The report cites widespread systemic problems throughout DHS
that it says created the conditions that contributed to these children’s
deaths—and place the 19,000 children currently in DHS custody in similarly grave
danger. According to the report:
-
The structure of DHS is diffuse and inefficient. The
department is responsible for a very broad range of services—including
Michigan’s welfare, disability assistance, Medicaid, juvenile justice, and
child support programs, among many others—but lacks a division devoted
specifically to child welfare. Components of the child welfare system are
scattered throughout the department, diluting accountability and impeding
the communication of critical information. DHS management is structured,
says the report, “as if to minimize expert focus on child welfare and to all
but preclude the effective protection of its foster children.”
-
DHS managers lack the education and experience necessary to run a
child welfare system.
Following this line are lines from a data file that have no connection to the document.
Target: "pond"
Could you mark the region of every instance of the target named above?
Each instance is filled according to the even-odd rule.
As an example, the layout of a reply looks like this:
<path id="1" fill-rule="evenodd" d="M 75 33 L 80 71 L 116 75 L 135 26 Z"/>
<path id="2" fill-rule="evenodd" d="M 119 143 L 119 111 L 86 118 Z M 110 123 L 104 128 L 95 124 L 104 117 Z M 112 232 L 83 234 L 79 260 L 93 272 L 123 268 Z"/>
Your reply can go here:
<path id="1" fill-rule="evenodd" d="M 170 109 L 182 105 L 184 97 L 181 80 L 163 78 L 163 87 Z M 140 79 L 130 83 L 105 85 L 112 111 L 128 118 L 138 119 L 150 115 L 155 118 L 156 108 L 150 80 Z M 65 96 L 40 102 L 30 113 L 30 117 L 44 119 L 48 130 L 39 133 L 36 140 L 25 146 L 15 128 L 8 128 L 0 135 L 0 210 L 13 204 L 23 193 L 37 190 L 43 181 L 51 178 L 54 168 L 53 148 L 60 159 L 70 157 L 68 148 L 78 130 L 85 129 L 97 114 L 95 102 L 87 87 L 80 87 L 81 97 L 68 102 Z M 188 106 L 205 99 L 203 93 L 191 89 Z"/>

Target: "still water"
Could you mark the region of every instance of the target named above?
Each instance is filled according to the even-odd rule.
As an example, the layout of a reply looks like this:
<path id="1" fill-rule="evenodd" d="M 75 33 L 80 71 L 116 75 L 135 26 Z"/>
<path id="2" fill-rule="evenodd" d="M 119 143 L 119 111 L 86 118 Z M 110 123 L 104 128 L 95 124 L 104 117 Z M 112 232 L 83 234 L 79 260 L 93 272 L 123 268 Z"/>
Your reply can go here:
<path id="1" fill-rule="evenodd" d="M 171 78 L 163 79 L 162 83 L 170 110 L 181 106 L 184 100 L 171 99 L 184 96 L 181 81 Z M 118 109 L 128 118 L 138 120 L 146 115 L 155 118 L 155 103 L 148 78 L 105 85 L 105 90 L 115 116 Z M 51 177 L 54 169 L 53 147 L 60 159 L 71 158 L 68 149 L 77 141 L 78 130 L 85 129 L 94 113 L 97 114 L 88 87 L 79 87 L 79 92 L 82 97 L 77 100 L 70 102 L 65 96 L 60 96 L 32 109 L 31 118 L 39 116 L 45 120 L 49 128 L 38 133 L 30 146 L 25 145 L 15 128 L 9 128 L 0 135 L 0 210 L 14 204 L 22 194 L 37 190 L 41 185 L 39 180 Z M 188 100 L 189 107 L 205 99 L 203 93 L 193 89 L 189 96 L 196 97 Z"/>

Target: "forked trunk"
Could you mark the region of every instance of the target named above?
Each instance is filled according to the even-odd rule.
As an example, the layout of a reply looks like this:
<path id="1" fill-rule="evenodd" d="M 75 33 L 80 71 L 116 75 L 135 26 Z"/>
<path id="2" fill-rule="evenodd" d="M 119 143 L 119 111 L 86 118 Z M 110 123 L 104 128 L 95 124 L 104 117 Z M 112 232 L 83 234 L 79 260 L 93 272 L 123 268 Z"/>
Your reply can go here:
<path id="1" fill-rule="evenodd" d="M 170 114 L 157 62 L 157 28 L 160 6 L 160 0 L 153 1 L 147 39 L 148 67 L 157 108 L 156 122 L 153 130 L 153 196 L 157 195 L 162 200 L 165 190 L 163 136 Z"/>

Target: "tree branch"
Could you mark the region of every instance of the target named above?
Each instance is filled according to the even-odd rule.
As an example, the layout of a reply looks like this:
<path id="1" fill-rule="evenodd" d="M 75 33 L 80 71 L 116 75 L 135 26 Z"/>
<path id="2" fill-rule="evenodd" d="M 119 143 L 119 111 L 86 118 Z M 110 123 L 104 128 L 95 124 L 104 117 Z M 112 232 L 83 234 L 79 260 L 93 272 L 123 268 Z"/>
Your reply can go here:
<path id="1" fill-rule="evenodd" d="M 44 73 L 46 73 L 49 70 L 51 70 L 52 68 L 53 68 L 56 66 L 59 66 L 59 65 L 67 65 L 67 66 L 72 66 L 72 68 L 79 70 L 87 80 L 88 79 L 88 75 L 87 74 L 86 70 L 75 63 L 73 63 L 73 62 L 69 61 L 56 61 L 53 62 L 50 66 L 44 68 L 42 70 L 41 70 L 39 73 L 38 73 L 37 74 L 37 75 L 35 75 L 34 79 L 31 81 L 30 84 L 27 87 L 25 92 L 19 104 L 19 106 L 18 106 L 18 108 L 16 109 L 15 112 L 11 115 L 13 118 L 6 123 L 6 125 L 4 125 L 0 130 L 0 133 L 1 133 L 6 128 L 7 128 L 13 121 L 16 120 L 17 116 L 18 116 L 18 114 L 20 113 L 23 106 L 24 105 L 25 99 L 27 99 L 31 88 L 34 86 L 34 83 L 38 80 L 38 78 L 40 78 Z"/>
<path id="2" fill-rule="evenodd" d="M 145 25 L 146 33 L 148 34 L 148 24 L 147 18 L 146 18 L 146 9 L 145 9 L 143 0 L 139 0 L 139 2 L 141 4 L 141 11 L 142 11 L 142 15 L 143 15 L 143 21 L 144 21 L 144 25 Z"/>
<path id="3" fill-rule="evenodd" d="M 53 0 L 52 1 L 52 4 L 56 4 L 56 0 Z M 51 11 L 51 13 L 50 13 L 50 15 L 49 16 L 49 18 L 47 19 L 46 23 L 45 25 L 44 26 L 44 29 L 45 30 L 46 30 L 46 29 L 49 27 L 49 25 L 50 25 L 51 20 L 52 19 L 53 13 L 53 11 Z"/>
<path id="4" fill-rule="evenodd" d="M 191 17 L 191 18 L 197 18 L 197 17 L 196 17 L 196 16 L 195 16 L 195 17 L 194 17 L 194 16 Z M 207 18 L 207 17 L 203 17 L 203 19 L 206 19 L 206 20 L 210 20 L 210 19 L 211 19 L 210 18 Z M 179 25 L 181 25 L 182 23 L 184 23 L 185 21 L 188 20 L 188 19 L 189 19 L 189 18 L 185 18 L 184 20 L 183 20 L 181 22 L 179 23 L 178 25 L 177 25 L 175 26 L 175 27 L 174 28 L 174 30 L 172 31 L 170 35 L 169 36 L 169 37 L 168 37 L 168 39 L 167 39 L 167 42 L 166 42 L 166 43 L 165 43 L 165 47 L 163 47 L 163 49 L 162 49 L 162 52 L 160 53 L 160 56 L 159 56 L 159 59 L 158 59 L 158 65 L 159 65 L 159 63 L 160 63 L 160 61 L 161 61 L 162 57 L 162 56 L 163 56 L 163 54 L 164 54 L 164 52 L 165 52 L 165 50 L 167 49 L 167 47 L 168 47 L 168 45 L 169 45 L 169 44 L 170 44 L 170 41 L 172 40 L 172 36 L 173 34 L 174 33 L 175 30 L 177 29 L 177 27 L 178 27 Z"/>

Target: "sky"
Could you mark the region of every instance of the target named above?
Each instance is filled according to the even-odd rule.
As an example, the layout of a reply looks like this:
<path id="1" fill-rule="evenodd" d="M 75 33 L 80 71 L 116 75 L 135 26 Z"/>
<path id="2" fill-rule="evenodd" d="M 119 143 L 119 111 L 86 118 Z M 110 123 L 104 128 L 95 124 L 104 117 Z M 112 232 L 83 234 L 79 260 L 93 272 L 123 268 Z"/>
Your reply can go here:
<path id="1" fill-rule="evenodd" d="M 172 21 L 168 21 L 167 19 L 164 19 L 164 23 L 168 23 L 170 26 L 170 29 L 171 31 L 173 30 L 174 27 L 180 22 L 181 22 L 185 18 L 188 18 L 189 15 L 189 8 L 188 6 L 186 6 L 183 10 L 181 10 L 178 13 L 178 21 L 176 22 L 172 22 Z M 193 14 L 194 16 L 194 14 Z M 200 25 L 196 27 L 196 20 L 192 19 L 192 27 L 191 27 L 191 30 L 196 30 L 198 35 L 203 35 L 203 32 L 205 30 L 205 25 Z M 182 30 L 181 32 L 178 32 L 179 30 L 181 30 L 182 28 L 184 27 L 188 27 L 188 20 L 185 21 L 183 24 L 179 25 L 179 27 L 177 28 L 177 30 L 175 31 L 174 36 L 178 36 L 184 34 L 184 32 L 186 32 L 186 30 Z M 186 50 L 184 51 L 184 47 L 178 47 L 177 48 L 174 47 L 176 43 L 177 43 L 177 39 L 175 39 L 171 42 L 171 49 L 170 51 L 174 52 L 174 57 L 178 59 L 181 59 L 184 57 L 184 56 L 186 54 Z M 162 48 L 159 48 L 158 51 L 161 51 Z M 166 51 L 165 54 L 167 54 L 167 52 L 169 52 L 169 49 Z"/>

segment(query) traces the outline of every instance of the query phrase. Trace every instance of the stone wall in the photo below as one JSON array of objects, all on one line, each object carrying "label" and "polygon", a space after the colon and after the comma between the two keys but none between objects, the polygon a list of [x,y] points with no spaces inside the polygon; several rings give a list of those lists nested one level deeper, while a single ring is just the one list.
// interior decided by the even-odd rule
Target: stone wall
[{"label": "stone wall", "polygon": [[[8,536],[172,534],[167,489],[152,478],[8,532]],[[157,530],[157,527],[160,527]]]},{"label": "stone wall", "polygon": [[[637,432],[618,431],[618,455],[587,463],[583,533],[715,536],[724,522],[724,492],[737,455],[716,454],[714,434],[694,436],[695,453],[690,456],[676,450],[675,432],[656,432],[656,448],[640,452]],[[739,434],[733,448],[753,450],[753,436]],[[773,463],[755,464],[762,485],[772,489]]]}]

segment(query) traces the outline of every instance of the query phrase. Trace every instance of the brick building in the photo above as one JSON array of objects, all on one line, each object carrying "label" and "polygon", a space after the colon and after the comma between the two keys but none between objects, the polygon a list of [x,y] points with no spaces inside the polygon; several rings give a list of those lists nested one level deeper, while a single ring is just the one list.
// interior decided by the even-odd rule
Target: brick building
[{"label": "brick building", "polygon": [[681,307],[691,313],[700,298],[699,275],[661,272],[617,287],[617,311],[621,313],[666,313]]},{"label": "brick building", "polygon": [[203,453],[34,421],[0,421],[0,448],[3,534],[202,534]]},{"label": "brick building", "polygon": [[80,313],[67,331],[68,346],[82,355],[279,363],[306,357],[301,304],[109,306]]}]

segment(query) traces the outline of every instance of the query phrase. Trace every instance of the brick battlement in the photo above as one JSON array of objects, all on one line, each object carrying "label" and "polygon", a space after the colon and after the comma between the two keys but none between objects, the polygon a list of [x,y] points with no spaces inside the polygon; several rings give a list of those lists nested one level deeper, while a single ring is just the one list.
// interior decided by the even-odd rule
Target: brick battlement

National standards for good practice call
for directors of child welfare agencies to hold graduate degrees in human
services and demonstrate competence in the delivery of child welfare
services. Relevant advanced degrees are the exception among top DHS staff,
and few have any child welfare experience at all.
-
DHS fails to adequately investigate allegations of abuse and neglect
in foster care placements. The department’s investigations are
unstructured, superficial, and rarely gather sufficient information to
determine accurately whether maltreatment has occurred. Furthermore, says
the report, DHS investigators “often make determinations that are not
consistent with the facts.”
-
DHS has no quality assurance program and is unable to produce
reliable data about its practices and outcomes. The statistical
information necessary to guide the operation of the agency at every
level—and to identify systemic problems—either does not exist or cannot be
trusted. When disturbing data does surface, little is done about it. And
the agency calculates some statistics—including its rate of maltreatment in
foster care—in a misleading manner that hides the danger to which it
subjects the children in its custody.
The report further notes that DHS’s shortage of caseworkers
would be enough by itself to preclude the agency from adequately protecting the
children in its care—and echoes concerns raised by last week’s case review that
the agency places children in unlicensed foster homes with relatives as a means
of maintaining a “second class” of placements that receive neither appropriate
safety and criminal background checks nor adequate financial support.
“Combining the disturbing deficiencies in MDHS’s performance
in the five cases reviewed with the many serious shortcomings found in the
agency’s structure, regulation, practices, overall management,
and—especially—staff resources, it is clear that children are far too likely to
be no safer in foster care than they were with their abusive and neglectful
parents,” the report concludes.
Today’s report will be offered as evidence in the federal
class action known as Dwayne B. v. Granholm, brought against Michigan by the
national child welfare watchdog group Children’s Rights, the international law
firm McDermott Will & Emery, and local counsel Kienbaum Opperwall Hardy & Pelton.
The lawsuit charges the state with violating the constitutional rights of the
approximately 19,000 children in its custody by failing to protect their safety
and well-being and find them permanent homes.